There’s legal protection called The Good Samaritan Law for everyday citizens who mean well in the urgency of a crisis, but may somehow cause more damage in their efforts to help. It’s an aegis for folks who might let tragedy ensue for fear of being prosecuted—or persecuted—if they muff up a rescue. There’s no such thing as a social safeguard, though. So someone executing what started out as a public service or thoughtful gesture can find themselves inadvertently experiencing the bitter taste of scandal.
Eudoxie Agnan, unassuming do-gooder and celebrity-by-association because of her romantic relationship with Ludacris, discovered that firsthand when she gifted dolls to little girls in her native Gabon in West Africa. Everybody was all “aww, isn’t that sweet”—until she posted pics on Instagram revealing that said dolls were White. Little girl happiness be damned. It stung some of her followers to see beautiful brown children fawning over their new blonde-haired, alabaster-skinned playthings, and the boldest of them told her as much.
She didn’t take too kindly to it and wasted no time posting a rebuttal. “Anyone trying to tell me what color gifts I should be giving, don’t worry I will give you the chance to do the giving,” she barked, adding later in the passage, “…make sure all the clothes you wear, the car you drive, the house you live in are BLACK. If you are black everything you wear, drive, drink should be in the color black.”
I’ll give her a pass that that doesn’t really make any good sense. She was mad and you know how it is when you’re ticked off. Them words just come fumbling on out, nonsensical and crazy-sounding as they wanna be. Still, there’s an ever-so-slight whiff of self-righteousness in her response which, loosely translated, sounds like, “You weren’t doing crap to help the situation, so sit your poor, insignificant self down and wait for your number to be called which, quite obviously, will be never.” The nerve of y’all to raise any kind of opposition.
I like Eudoxie, the public-but-non-headline making version of her, anyway. She seems pleasant and she carries herself with a level of dignity that’s frighteningly absent in the rapper girlfriend subset, largely because ‘hood is good and everybody is always vying for a spot on America’s Next Ratchet Reality Show. Plus, a woman who selflessly pools her resources to make someone else’s life better, especially babies, is alright in my book.
But—if I may ever-so-meekly raise my finger and tip into the argument—there is something to be said about the subliminal influence dolls have on the self-esteem and self-perceptions of little Black girls, especially ones who don’t have access to these kinds of toys, which they will undoubtedly cherish.
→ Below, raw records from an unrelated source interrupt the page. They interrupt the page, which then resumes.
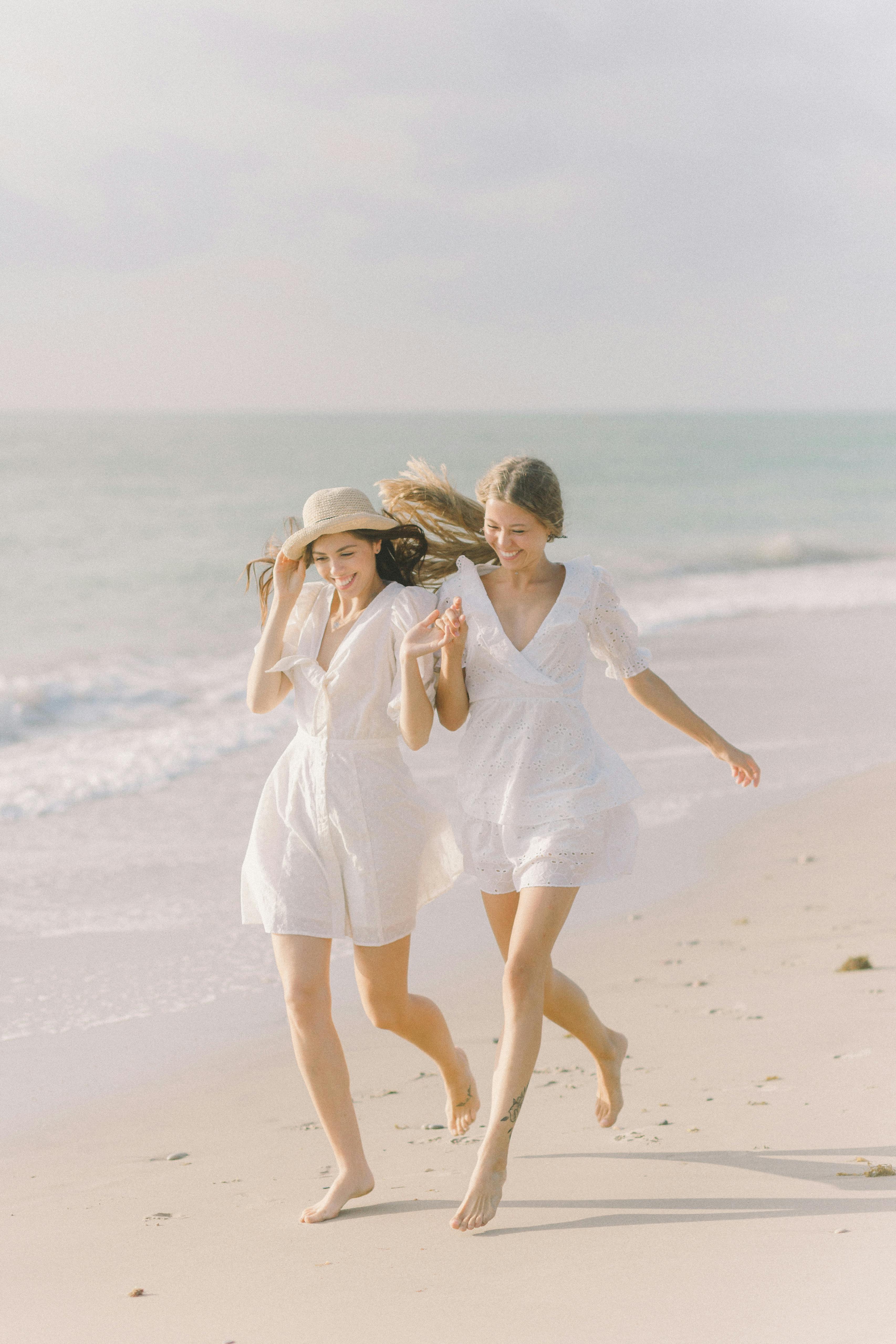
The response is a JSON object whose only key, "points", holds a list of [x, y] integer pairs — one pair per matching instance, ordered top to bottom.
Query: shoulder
{"points": [[601, 585]]}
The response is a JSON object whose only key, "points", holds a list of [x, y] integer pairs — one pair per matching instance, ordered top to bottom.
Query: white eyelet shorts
{"points": [[511, 858]]}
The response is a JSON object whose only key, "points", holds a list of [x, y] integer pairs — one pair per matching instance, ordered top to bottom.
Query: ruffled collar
{"points": [[312, 634], [489, 634]]}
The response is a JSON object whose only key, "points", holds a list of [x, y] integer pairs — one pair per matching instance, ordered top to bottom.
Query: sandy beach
{"points": [[759, 1092]]}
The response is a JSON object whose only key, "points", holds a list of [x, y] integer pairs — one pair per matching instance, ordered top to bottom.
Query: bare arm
{"points": [[267, 690], [653, 693], [452, 701], [416, 714]]}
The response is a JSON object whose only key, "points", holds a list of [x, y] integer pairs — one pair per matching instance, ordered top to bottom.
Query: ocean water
{"points": [[757, 553], [127, 629]]}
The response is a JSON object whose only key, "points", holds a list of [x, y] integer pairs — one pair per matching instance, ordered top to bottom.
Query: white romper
{"points": [[546, 801], [342, 845]]}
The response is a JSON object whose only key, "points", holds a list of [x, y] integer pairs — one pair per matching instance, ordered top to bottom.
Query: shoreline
{"points": [[126, 908], [757, 1073]]}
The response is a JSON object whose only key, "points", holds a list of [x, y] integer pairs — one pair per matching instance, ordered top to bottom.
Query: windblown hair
{"points": [[453, 522], [398, 561]]}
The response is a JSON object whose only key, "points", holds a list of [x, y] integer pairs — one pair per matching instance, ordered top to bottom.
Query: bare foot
{"points": [[609, 1103], [463, 1104], [347, 1186], [481, 1201]]}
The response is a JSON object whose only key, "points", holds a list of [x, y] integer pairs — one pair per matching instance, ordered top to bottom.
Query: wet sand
{"points": [[714, 1210]]}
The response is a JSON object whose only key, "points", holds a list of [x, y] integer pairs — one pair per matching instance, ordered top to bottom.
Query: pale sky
{"points": [[387, 206]]}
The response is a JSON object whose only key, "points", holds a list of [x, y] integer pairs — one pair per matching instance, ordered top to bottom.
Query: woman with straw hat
{"points": [[342, 845]]}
Race does matter, and proof was documented in groundbreaking tests conducted by psychology husband-and-wife-team Kenneth and Mamie Clark back in 1940. They asked Black children to choose between two dolls—a White one and a Black one—and show them which one was the pretty doll. The nice one. The smart one. Time and time again, the kids pointed to the White doll as the answer. That study was recreated in 2005 by filmmaker Kiri Davis in her documentary, A Girl Like Me, to very similar, very disheartening results. And that was just a few years ago.
There’s so much working to chokehold the self-esteem of our girls (and pervert what’s beautiful and desirable to our boys, as demonstrated by the standard-image look of Eudoxie herself) that we’re obligated to make conscious choices in what we buy for them, what we allow them to watch on TV and what we ultimately let them internalize.
Young women are still growing up conflicted about what they see in the mirror because they’ve got the pressures of both traditional White and contemporary Black standards all up in their faces. They’ll wear natural hair but want it to curl up like Tracee Ellis Ross’ because they want to be exotic. They’ll stay out of the sun because they don’t want to get too dark, and they’ll criticize their bodies for being too curvy for Abercrombie & Fitch or not curvy enough to fit the video vixen prototype. They’re taking hits from every direction. So it’s critical to catch them early and ingrain their worth in every way possible.
Once upon a time, there weren’t many options for little girls of any non-White complexion. Now there are, thanks to the push for diversity and lots of back-and-forth between consumers and toy manufacturers. So there’s no reason a little Black girl can’t celebrate herself in doll-form. Shout out to Eudoxie for her generosity and big-heartedness. To her, the color of a doll’s faux skin might not seem like a big deal. But those are the things that usually are.